Gilles Volpé, the general manager of Enbridge Gas New Brunswick, said NB Power's own studies show that supplying winter heat costs more money than it generates. (Radio-Canada)
He said he does not comprehend why the utility opposes the loss of winter heat customers to help fix that problem.

"We don't understand it — why they're not focused on significantly reducing the demand from electric space heating," said Volpé.

"It's a mystery to us."

NB Power has been investing millions of dollars trying to reduce the problem it has with major surges in power demand during cold winter days.

It has been working on an ambitious "reduce and shift demand" program that will eventually allow it to temporarily interrupt power going to appliances, such as water heaters and refrigerators, to smooth out consumption patterns. 

Last year, the Crown corporation offered cash incentives for people to install high efficiency and lower consumption heat pumps.

It also ran a "beat the peak" promotion trying to get consumers to reduce their own consumption of electricity during peak winter periods. 

EUB chair asked about program

Ray Gorman, chairman of the Energy and Utilities Board, questioned NB Power on the idea of paying customers to ditch electric heat during a regulatory hearing. (CBC)
Keith Cronkhite, NB Power's vice-president for business development and generation, dismissed the idea of encouraging or paying for electric heat customers to switch to other fuels when he was pressed at rate hearings last spring by Raymond Gorman, the EUB's chairman.

Cronkhite said that might be too successful and he pointed out the utility has power plants that it built to service a big winter load that it still needs to pay for.

"We have infrastructure in place today that requires a certain level of revenue obviously to sustain that," said Cronkhite

"A concerted effort to move away from existing baseboard that is in the home today could be a challenge."

Gorman followed up, saying that the utility's hesitance was "because there is a revenue reduction that causes a problem?""

"That is correct," said Cronkhite.

Utility studying EUB report

NB Power offered cash incentives for people to install high efficiency and lower consumption heat pumps last year as one way to reduce power demand. (CBC)
Volpé said NB Power's reluctance to aggressively reduce its number of winter heat customers is contrary to its new role as New Brunswick's energy efficiency agency

Two years ago, NB Power was put in charge of provincial energy efficiency programs by the provincial government.

Those programs used to include financial incentives for homeowners to move away from electric heat in favour of other fuels, but those no longer exist.

Deborah Nobes, a NB Power spokeswoman, said the utility has no immediate response to the ruling.
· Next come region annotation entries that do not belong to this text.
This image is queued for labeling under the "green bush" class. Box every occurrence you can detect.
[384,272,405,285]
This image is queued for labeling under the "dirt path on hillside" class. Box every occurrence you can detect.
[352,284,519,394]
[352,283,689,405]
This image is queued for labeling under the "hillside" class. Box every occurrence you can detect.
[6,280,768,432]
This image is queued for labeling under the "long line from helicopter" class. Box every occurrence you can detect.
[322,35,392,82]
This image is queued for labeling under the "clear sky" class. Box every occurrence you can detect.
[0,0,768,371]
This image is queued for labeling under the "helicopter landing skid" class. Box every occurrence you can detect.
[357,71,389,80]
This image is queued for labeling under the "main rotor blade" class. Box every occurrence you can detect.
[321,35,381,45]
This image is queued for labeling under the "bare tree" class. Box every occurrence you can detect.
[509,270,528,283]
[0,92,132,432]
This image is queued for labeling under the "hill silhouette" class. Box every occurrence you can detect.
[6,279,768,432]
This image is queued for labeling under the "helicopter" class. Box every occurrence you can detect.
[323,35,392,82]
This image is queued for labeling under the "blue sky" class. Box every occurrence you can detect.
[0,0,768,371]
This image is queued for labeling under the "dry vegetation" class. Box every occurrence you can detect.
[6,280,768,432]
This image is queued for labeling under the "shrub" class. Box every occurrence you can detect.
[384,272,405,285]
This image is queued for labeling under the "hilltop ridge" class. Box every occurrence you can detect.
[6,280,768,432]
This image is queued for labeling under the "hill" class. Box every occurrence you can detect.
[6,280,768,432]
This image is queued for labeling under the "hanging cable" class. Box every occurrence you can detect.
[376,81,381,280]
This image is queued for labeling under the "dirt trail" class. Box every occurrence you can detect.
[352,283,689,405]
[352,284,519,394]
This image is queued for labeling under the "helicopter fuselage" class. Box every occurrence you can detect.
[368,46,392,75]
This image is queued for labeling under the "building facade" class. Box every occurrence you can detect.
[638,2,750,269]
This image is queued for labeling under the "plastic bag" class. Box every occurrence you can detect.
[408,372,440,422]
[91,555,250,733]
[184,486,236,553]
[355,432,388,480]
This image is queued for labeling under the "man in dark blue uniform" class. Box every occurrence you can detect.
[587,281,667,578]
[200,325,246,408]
"We are analyzing the decision of the EUB and will of course comply. We will provide a more formal response to this — and to the other directives in the decision – in our next application to the board," said Nobes in an email to CBC News

About 60 per cent of New Brunswick homes rely on electric heat, one of the highest levels in North America achieved because of earlier government incentives. 

More than 26,000 provincial homes switched to electric heat in the early 1980s financed largely by a federal government program aimed at reducing Canada's dependence on imported oil.